Людей этим майским вечером в университетской округе не было совсем. И хоть рассказывают всякие ужасы про университетский парк, где, говорят, одинокую девушку могут изнасиловать даже в двенадцать часов дня, Леха с удовольствием сошел с асфальта и прогулялся по мокрой земле. Господи, как же хорошо сбежать из коридоров! Леха дышал и не мог надышаться. И шел, пока за забором не увидел купола астрономической обсерватории. Задумавшись о звездах, он вдруг вспомнил, что уже очень поздно. Пора домой. Поймал такси.

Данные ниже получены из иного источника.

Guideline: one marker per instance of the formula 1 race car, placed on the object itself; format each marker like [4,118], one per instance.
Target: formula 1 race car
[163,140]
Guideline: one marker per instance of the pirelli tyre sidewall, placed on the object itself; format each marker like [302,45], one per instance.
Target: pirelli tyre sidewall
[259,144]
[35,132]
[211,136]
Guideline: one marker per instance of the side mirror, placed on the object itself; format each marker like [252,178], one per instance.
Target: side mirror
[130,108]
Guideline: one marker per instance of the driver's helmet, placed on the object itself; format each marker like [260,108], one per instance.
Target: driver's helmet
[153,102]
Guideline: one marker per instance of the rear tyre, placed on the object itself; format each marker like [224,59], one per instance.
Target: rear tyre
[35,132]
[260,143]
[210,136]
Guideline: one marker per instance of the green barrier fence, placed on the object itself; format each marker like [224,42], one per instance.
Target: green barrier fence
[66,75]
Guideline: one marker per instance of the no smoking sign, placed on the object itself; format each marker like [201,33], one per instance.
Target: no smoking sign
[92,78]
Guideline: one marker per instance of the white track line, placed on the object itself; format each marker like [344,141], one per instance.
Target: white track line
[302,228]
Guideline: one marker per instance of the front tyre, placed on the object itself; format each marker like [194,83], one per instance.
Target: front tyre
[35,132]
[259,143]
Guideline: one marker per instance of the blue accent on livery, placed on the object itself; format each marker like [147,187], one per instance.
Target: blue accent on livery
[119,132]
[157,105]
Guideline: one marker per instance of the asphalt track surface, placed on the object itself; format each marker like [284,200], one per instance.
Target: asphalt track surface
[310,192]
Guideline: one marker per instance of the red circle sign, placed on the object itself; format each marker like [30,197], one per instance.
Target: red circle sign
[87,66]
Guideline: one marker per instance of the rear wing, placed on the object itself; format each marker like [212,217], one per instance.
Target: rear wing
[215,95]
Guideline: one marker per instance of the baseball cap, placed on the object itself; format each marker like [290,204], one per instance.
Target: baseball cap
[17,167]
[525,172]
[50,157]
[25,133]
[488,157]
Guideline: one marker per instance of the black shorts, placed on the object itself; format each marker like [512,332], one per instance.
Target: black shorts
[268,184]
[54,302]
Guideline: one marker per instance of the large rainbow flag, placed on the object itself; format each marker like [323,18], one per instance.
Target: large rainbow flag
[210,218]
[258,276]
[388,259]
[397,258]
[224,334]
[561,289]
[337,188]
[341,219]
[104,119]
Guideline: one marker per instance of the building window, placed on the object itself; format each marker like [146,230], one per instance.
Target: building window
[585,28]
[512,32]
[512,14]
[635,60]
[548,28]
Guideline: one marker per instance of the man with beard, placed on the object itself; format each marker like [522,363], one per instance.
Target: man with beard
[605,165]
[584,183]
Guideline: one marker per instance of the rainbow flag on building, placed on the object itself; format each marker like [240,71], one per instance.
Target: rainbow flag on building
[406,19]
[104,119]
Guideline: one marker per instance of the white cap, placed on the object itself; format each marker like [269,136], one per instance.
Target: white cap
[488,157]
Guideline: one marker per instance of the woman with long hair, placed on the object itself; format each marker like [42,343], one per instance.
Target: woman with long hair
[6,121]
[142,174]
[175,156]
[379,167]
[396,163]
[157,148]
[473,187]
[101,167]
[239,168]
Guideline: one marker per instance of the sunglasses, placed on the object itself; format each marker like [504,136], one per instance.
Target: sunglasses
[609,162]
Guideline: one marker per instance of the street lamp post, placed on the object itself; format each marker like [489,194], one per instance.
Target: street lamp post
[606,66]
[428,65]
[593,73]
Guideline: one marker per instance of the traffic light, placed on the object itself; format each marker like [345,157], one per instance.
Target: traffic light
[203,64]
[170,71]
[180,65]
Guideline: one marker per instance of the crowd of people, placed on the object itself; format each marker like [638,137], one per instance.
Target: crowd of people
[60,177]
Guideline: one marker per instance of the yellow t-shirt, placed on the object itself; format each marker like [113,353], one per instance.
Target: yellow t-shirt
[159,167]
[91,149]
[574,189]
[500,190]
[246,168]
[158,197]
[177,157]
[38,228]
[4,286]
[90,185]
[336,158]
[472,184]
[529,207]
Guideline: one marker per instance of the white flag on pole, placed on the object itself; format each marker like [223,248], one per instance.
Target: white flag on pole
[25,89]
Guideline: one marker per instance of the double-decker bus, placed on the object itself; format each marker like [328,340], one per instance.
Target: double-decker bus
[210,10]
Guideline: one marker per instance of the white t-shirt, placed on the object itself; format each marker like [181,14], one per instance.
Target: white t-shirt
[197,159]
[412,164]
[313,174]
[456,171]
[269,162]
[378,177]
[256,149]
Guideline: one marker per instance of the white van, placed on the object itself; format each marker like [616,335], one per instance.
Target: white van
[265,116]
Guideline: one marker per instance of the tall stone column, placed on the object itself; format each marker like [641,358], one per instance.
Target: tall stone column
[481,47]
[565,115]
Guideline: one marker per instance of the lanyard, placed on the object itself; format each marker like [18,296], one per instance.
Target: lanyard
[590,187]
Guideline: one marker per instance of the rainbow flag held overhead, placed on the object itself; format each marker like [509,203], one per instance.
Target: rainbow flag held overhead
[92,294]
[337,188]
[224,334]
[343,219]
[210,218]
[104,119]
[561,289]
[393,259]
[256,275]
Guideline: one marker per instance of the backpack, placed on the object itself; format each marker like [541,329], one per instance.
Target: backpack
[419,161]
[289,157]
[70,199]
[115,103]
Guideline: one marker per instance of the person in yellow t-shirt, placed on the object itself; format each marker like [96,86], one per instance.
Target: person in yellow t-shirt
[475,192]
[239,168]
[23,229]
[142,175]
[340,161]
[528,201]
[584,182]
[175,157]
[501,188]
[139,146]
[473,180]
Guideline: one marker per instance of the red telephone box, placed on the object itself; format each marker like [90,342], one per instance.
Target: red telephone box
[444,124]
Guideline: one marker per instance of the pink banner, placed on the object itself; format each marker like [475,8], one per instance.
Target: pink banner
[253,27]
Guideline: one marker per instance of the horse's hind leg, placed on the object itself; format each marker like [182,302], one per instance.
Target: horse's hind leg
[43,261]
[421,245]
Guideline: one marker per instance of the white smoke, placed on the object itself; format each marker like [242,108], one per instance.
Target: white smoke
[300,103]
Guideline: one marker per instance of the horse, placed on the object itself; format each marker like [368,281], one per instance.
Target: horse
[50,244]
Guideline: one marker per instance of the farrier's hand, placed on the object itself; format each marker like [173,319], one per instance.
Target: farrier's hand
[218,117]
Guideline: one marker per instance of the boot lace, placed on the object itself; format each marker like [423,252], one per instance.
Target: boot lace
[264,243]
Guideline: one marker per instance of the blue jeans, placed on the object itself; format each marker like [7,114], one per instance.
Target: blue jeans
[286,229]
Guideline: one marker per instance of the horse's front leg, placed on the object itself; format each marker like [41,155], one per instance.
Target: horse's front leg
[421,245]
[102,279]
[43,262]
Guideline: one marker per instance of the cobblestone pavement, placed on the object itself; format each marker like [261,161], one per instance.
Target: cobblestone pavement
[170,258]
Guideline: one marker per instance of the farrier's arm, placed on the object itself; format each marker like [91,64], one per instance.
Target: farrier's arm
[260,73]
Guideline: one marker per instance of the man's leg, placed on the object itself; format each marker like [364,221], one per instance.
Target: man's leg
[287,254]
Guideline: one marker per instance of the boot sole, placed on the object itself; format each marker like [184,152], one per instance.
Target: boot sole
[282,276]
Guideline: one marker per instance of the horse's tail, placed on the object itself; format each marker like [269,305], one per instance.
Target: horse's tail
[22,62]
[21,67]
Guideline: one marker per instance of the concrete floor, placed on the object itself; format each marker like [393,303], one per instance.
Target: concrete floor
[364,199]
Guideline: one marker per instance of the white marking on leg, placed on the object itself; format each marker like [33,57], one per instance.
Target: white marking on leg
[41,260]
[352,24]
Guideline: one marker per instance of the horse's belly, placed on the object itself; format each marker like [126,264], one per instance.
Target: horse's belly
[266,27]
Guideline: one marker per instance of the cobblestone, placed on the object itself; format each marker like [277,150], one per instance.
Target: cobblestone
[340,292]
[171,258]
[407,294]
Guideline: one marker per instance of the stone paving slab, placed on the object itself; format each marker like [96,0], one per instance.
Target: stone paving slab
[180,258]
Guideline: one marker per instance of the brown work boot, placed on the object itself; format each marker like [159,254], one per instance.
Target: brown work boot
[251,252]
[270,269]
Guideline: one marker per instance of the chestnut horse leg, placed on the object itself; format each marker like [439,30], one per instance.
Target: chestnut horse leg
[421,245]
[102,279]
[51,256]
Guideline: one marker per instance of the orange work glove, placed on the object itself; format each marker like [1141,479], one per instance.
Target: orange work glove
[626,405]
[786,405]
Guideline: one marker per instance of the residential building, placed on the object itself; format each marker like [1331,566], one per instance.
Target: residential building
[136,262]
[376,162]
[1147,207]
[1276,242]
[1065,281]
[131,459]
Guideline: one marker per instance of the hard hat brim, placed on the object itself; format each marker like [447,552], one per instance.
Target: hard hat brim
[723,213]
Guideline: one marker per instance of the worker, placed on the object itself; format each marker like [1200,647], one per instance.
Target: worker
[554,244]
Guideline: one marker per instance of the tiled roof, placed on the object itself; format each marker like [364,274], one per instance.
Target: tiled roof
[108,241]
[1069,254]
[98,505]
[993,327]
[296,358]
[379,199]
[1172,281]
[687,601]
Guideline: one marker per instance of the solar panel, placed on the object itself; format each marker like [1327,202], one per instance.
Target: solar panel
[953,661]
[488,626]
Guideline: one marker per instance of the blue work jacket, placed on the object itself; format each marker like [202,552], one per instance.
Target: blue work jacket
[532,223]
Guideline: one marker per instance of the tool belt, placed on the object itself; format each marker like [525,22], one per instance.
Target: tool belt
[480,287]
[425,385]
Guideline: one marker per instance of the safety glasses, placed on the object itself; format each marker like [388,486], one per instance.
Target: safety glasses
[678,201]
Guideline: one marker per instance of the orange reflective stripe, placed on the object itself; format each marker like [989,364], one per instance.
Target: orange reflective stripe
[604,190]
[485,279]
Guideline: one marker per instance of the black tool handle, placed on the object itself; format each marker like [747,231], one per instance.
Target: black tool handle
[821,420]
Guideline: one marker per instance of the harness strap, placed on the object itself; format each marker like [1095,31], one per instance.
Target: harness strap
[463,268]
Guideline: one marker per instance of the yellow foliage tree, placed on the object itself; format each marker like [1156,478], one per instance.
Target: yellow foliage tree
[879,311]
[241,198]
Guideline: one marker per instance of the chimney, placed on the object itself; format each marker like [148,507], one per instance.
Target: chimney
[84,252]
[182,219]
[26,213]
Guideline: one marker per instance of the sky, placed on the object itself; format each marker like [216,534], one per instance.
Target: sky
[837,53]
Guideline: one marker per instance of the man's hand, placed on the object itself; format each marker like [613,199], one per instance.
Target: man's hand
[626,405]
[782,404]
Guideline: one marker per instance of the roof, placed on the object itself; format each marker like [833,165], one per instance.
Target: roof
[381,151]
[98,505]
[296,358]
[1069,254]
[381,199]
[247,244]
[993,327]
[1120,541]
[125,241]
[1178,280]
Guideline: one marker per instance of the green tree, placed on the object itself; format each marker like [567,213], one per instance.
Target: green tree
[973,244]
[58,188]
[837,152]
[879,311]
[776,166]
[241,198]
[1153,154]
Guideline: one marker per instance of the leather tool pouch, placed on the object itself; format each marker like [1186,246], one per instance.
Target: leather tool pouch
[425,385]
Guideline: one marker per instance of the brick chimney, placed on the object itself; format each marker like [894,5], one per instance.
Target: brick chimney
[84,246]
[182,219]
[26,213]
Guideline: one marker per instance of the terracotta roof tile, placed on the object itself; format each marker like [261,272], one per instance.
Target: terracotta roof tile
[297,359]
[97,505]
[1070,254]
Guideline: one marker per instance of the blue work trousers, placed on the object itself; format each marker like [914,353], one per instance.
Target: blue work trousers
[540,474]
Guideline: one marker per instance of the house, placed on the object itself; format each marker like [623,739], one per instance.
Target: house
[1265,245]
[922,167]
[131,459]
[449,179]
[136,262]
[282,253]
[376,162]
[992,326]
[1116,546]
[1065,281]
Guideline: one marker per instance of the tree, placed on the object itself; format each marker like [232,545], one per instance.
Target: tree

«Ну и денек! Все успел: помириться и поругаться с Аллочкой, познакомиться и соблазнить девчонку, выпить и закусить. Даже пешком прогуляться получилось. Герой, однако. Теперь и помирать не страшно».
Университет остался за спиной. Через минуту слева и справа за тротуарами из земли поднялись черные холмы, черные высокие стены — в узкой ложбине шоссе пересекало гребень Ленинских гор. Сверху мелькнул узкий мосток.
Говорят, в толще этих гор подземное озеро-водохранилище, что на случай беды бережет чистую, отфильтрованную воду для всего города. Запаса хватит надолго. Потихоньку вода утекает — кое-где, почти рядом с набережной, бьют из склона прозрачные вкусные ручьи.
С Воробьевых гор машина выскочила на Метромост; выскочила и повисла между небом и землей.
Внизу калачиком свернулась река. Крутой склон-подкова остался позади. Там черный лес, пустые ветки над темной водой. Мокрые тропки. А вокруг моста — облака. Близкие, рыхлые, редкие…
Ветер стих. Улеглась рябь на реке. И Леха увидел, как всплыли из-под воды облака-отраженья. Куда легче и прозрачней настоящих…
А дорога уже приближалась к земле. Впереди Комсомольский проспект. Город поворачивался к Лехе своим более центральным боком. А Леха задремал…
Он вылез из машины напротив арки. Поднял голову, посмотрел в свои темные окна. В полнеба уже — ночь. Вздохнул: вот я и дома.
Лехина голова мотнулась влево, он даже не понял, что это; но колени уже подгибались, кто-то подхватил его за пояс. Через мгновение Леха лежал в машине на полу перед задним сиденьем.
«BMW» с треснувшим бампером, присев на задние колеса, рванула с места. И сразу слилась с бликами фонарей в стеклянных лужах, с бесцветными в ночи машинами, со слепящим светом встречных фар дальнего света. Переулки и темные окна высоких домов приняли и растворили черную машину в своем необъятном желудке. Машина слилась с городом. Плывущим в ночи огромным неповоротливым городом.